Izuku, feeling a spark of adventure, decides to accept, completely forgetting to mention he isn't actually a mapmaker yet. However, he IS very good at reading and interpreting maps, and that's half the job right there.
Izuku is then tasked to take care of a few essential roles on the voyage: food, entertainment, and, most importantly, money. The mysterious man shall take care of the rest. So, as Izuku wanders through the marketplace wondering where he could possibly find a financier, in walks Shouto Todoroki, the youngest son of a very wealthy nobleman and the current heir after a series of various incidents.
Shouto Todoroki, for quite some time now, has been crushing on the mapmaker's apprentice, you see, and upon hearing that he needs a large sum of money, he immediately offers to find staff positions for Izuku's voyage himself, and he shall personally come to oversee the voyage he's investing in. In this way, he hires Katsuki Bakugou the cook, Eijirou Kirishima the butcher, Hanta Sero the carpenter, Mina Ashido the barber-surgeon, and two tavern musicians by the names of Denki Kaminari and Kyouka Jirou. The rest of the staff is hired by the mysterious man, who assumes the role of captain.
The deadline does approach, and the ship has a crew of at least twenty strong, but by the orders of Enji Todoroki, Shouto's father, Shouto's betrothed, Momo Yaoyorozu, is to join the voyage, as a reminder to Shouto that he must return and not "run off to sea and a life of debauchery" as his eldest brother certainly had done before perishing. Still, the ship departs for the south.
Naturally, there is some bonding between Izuku and the older man. It's quite a long time, traveling the ocean by ship, and Izuku comes to see him as a father figure - his real father, Hisashi Midoriya, had been murdered by pirates at sea, and Izuku's hated pirates ever since.
However, soon, Izuku's crew is beset by two separate rival pirate factions - one helmed by Tomura Shigaraki, who aims to become the next Dread Pirate of the Southern Seas; the other helmed by Neito Monoma's crew, who mutinied against their old captain a year back and have become a sort of Robin Hood-type crew.

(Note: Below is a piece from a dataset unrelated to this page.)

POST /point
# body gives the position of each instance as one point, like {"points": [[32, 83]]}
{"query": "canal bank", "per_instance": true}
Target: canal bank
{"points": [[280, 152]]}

After the second one, the captain comes clean to Izuku: he is actually the Great Pirate All Might, Scourge of the Northern Seas, who lost his entire crew following the long and bitter fight with the Dread Pirate All for One, of the Southern Seas.
Naturally, Izuku sort of blows up, and declares that this must be a betrayal - he had thought of All Might as a sort of replacement father, and his own blood father had CERTAINLY been a good man. Then comes the reveal that All Might's old captain, before he had become the Great Pirate All Might, had been none other than Dread Pirate "Fire-Breathing" Hisashi Midoriya, Terror of the Northern Seas. In fact, they're on a treasure hunt right now for Hisashi Midoriya's last greatest treasure, thought to have been lost in the territory war with All for One.
Will Izuku come around to the pirate lifestyle, especially when a grand majority of the crew are pirates themselves? Will Shouto gain the courage to call off his arranged marriage (certainly with no love lost) and pursue his romance on the high seas? Will All Might get the Lost Treasure of "Fire-Breathing" Hisashi? And what of the rival crews - and the naval vessel commanded by the mysterious Lieutenant Aizawa?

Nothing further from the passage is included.